Ethan looks at me, a question in his eyes, or an answer. Maybe both. “Nah. I don’t like to take anything.”

“Did you really memorize the whole poem?”

“The first section, yeah. I like how it speaks in so many different voices. It’s sort of loud, you know?” I picture Ethan practicing with Oville, strumming his guitar and singing his heart out. Noise as balm. I listen to them on repeat on my headphones after school every day. Try to parse out Ethan’s voice, like a middle schooler obsessed with a boy band. He sounds stronger, rougher than Liam. Gravelly. Equal parts angry and resigned.

“I’m sorry about your brother.” I blurt it out, and he looks as surprised as I am that I have taken the leap and mentioned it. “I mean, I know ‘I’m sorry’ is pretty useless, but I just heard—I’m like a year and a half behind on all things Wood Valley—and like you said a few weeks ago, I didn’t want to be one of those people who didn’t say something just because it’s uncomfortable. Anyhow, it sucks, and nothing I can say will make it better. But yeah, I’m so sorry.”

I stop talking, even though I have more to say. I want to tell him that he will sleep again, that it gets easier, sort of, despite the fact that it will never be okay. That those cards, time heals all wounds, start to feel a bit more true and still not true at all. I want to tell him I understand. But I’m pretty sure he already knows.

“Thanks,” he says, again drawn to the window. He’s so far away now, I feel like even if I were to indulge my need to touch him—my hand on his arm, my fingers in his hair, my palm on his cheek—he wouldn’t feel it. “You’re the only person who didn’t know me before. Everyone else assumes I’m just like him or wonders why I can’t just go back to being how I used to be. But I’m not him and I’m not the same me either, you know?”

“Ethan is Ethan is Ethan. Whoever that may be now,” I say.

Ethan’s head snaps back, as if he has again come to, the window forgotten. He looks at me instead; his eyes bore into mine, almost pleading, though I don’t know for what. God, I want to touch him, but I wouldn’t even know where to begin. What if he doesn’t want me to? What if he just needs to occasionally have coffee with a person who didn’t know him before? Maybe that’s all I am.

I can understand that. The idea of leaving Chicago—of not being surrounded every day by the people who had always known me, who expected me to keep on being the same Jessie they had always known—once seemed like the answer, until it turned out it wasn’t.

“Exactly. You get it. I am who I am, whoever that may be now.”

“I wish I could recite ‘The Waste Land,’ because I feel like that would be so appropriate right now.” I smile, which is almost the same as feeling his skin against mine, but no, not the same thing at all.

“Liam’s going to ask you out. I thought you should know that.”

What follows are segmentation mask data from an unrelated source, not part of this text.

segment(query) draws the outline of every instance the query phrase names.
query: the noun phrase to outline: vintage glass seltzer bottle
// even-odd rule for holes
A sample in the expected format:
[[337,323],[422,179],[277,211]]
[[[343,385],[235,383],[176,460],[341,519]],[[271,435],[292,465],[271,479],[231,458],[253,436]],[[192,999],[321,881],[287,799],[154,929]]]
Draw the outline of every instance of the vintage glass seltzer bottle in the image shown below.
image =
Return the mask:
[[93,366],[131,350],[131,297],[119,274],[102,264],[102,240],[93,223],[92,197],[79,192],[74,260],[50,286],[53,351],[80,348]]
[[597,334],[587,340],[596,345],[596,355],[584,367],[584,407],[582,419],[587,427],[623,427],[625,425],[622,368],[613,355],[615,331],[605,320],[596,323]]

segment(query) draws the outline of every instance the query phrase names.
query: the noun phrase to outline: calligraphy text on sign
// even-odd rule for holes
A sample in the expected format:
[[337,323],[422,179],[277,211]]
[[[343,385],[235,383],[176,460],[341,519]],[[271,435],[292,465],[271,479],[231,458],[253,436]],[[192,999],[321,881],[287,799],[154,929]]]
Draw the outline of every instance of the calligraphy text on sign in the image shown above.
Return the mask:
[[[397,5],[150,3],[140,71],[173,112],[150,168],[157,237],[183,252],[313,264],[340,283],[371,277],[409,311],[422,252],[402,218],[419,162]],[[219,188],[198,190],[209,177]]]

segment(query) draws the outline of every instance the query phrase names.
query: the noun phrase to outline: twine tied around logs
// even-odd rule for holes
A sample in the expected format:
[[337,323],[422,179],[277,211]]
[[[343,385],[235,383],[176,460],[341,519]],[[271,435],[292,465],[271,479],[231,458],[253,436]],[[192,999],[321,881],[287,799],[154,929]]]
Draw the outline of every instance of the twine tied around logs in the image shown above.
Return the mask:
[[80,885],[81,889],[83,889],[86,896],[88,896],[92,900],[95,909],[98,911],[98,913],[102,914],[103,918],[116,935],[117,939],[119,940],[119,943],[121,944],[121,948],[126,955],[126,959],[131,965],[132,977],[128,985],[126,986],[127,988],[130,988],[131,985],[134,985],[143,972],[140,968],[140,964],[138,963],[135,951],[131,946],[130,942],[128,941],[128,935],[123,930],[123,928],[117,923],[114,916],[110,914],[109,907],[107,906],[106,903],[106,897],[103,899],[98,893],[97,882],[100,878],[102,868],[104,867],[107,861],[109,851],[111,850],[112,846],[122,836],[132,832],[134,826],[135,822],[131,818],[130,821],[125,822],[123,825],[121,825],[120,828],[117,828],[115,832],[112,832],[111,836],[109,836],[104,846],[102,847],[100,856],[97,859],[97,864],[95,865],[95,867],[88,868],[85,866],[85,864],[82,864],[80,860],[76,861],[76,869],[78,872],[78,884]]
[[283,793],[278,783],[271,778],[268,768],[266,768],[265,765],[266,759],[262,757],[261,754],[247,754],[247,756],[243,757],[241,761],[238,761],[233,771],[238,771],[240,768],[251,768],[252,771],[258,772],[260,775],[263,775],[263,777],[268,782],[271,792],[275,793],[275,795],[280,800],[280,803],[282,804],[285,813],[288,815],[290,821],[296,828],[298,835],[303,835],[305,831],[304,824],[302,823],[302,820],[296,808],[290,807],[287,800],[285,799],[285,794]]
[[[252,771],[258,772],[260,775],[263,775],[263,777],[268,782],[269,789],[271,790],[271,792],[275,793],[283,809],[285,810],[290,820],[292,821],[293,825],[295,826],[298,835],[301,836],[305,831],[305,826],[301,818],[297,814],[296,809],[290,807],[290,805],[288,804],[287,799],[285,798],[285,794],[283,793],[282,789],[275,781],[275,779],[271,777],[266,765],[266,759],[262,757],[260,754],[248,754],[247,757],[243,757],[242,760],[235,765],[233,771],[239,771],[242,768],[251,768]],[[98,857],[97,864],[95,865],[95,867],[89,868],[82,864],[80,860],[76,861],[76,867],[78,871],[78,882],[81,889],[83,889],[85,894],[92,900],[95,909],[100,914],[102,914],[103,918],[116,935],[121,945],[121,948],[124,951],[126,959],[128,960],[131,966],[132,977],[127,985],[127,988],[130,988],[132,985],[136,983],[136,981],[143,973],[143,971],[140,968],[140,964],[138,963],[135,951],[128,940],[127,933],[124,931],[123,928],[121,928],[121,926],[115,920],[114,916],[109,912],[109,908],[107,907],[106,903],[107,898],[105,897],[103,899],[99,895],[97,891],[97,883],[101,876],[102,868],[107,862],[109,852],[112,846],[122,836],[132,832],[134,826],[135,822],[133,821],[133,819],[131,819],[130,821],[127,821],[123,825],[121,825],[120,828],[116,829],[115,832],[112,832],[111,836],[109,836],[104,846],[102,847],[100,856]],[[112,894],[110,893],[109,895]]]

“What?” I heard him, of course I heard him, but I don’t know what to say. Liam has nothing to do with whatever is going on here. I’m still not sure whether Ethan is SN, but I’m also not sure how much that matters. Because Ethan is real and right in front of me, not just carefully written words on a screen.

I was wrong. I will not just let go of this silly crush, because this is not silly. Not even a little bit. Maybe it’s my crush on SN that’s ridiculous. He could be anyone. Typing is easy. But talking like this? This is hard.

Ethan shrugs. He knows I heard him.

“I…I don’t want him to,” I say. Now my eyes are pleading, though again I don’t know for what. For him to touch me? Please touch me. Your hand is right there.